It is no surprise that oil prices continue to fall when you look at the rising tide of oil production around the world.

Source: Financial Times

The U.S. shale industry is frequently accused of being the main culprit, but tight oil is far from alone.

A recent FT article explores how investments that were started five or six years ago, when the oil price was $100 a barrel, are now coming on stream with a vengeance.

The FT quotes a forecast released by the Canadian Association of Petroleum Producers, which sees the country's output increasing by 270,000 barrels a day this year and a further 320,000 barrels a day in 2018. The article notes that the combined two-year Canadian increase will be equal to almost a third of OPEC's production cuts planned for this year.

Canada is home to the world's third-largest reserves of oil and is the largest external supplier to the U.S. market, shipping in as much as the rest of the world put together. These new projects may not be making money at today's prices, but they are making a contribution to the massive investments already incurred.

The FT quotes the Alberta Energy Regulator saying the minimum per-barrel oil price for a mining project to recover capital expenditures, operating costs, royalties, and taxes in 2016 ranged between $65-$80 a barrel. Meanwhile, the price for "in situ" plants using steam was $30-$50 per barrel. Today's cost for oil shipped to the Cushing hub is at no more than $44 per barrel. Related: The Biggest Obstacles For China's $900 Billion Silk Road

Costs for operational plants are lower, with estimates quoted by the FT is $22 per barrel for mining projects and as low as $11 a barrel for in situ plants. In addition, it could be that many of these new investments have hedged their forward sales at higher prices.

Source: Financial Times

That is certainly the case with the U.S. shale frackers.

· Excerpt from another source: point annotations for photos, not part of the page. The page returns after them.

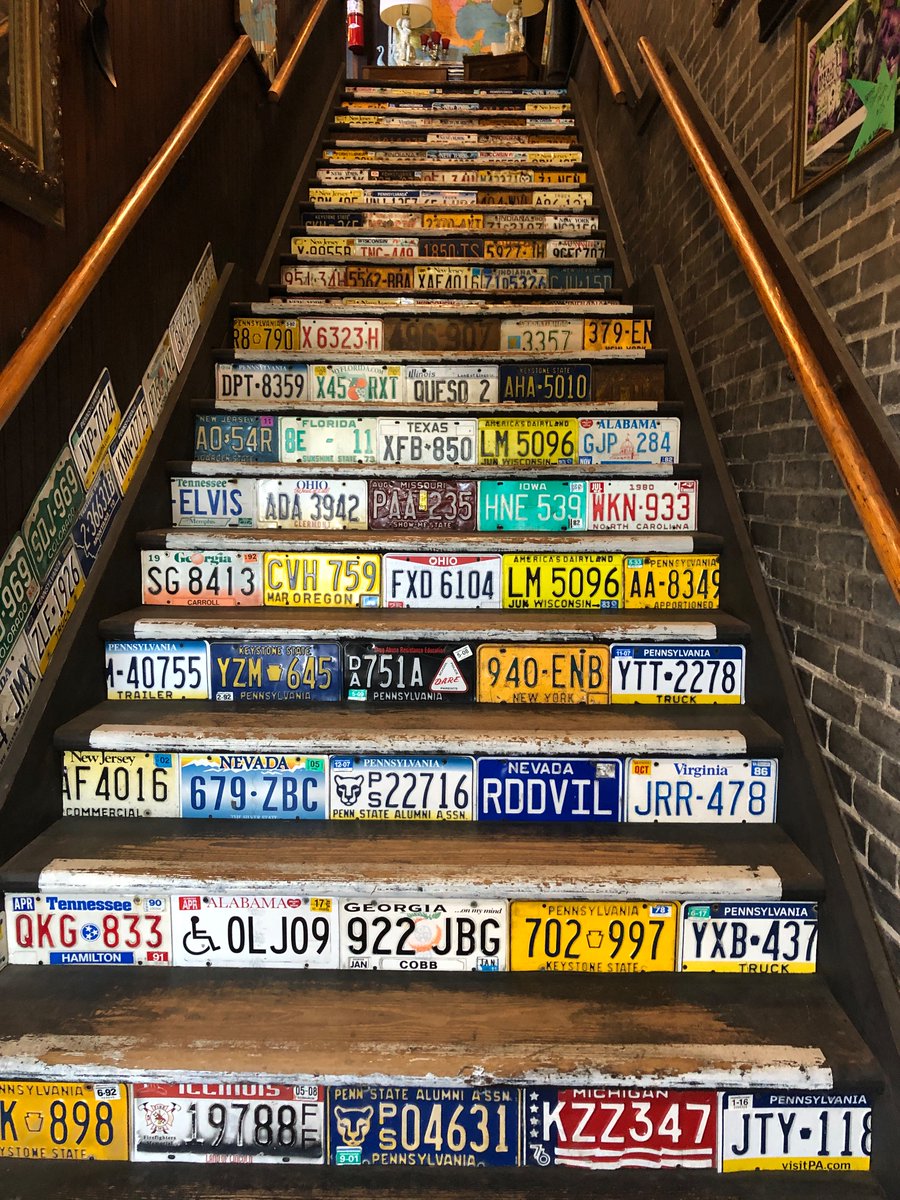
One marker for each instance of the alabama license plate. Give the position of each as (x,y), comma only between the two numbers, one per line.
(543,673)
(582,935)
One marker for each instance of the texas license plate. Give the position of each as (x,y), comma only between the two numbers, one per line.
(677,675)
(378,787)
(581,935)
(409,672)
(442,581)
(543,673)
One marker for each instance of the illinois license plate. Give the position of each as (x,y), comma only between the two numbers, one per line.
(409,672)
(64,1121)
(706,790)
(580,935)
(774,937)
(543,673)
(378,787)
(442,581)
(323,581)
(549,790)
(82,930)
(234,1122)
(677,675)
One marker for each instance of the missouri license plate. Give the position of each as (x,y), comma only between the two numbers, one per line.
(543,673)
(580,935)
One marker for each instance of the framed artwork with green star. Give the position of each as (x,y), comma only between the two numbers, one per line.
(847,63)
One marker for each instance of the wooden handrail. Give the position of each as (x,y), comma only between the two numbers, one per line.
(287,69)
(606,65)
(45,335)
(874,508)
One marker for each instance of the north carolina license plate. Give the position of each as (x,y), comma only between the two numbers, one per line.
(581,935)
(773,937)
(543,673)
(64,1121)
(81,930)
(379,787)
(677,675)
(203,1122)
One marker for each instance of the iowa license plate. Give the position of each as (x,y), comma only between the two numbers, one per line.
(580,935)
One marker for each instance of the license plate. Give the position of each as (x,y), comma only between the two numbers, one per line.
(119,784)
(706,790)
(432,1126)
(549,790)
(64,1121)
(263,786)
(531,505)
(409,672)
(795,1132)
(229,1122)
(672,581)
(157,671)
(88,930)
(677,675)
(425,505)
(580,935)
(377,787)
(442,581)
(604,1128)
(775,937)
(198,577)
(312,504)
(323,581)
(423,936)
(543,675)
(280,673)
(562,581)
(263,930)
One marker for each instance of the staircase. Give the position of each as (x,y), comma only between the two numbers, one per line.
(430,702)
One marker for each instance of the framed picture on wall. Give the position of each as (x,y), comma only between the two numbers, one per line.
(846,59)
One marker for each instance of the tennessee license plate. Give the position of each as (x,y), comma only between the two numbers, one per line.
(543,673)
(677,675)
(774,937)
(580,935)
(264,786)
(323,581)
(378,787)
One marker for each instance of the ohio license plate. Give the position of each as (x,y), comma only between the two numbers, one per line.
(677,675)
(409,672)
(81,930)
(378,787)
(581,935)
(442,581)
(543,673)
(549,790)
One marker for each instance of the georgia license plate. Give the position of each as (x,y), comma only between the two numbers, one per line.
(229,1122)
(677,675)
(378,787)
(721,791)
(64,1121)
(409,672)
(543,673)
(581,935)
(88,929)
(323,581)
(267,786)
(442,581)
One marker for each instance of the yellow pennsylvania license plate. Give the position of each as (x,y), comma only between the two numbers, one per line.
(582,935)
(64,1121)
(543,673)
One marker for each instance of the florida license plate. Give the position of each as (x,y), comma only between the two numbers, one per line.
(581,935)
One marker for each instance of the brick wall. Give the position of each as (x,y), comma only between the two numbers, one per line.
(835,607)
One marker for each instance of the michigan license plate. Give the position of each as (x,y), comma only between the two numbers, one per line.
(581,935)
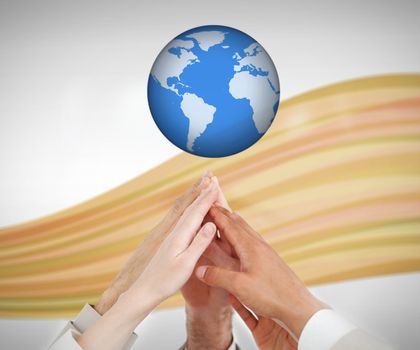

A separate FT article estimates that some 40 percent of the industry was hedged at about $50 dollars a barrel, with some resource areas - like the Permian Basin of Texas and New Mexico - having hedging rates as high as 70-90 percent.

Unlike tar sands, tight oil can be turned on and off with considerable flexibility, like the hare to the oil sands' tortoise.

Rig counts have been rising for 23 consecutive weeks, the FT notes, and with a growing stock of drilled-but-uncompleted (DUC) wells rising by 22 percent to over 5,000 between December and May, there is considerable potential for output to be increased further.

As if rising production from Canadian tar sands and U.S. tight oil was not enough, OPEC is also seeing its own cartel members increase output by 336,000 barrels a day in May from April, led by big rises from Libya and Nigeria, according to FT.

Saudi Arabia may well be ruing the day it opened the taps in order to drive down the oil in the hope of killing off "high cost" U.S. shale oil. The prospects of getting an oil price back above $100 must now look like a distant dream.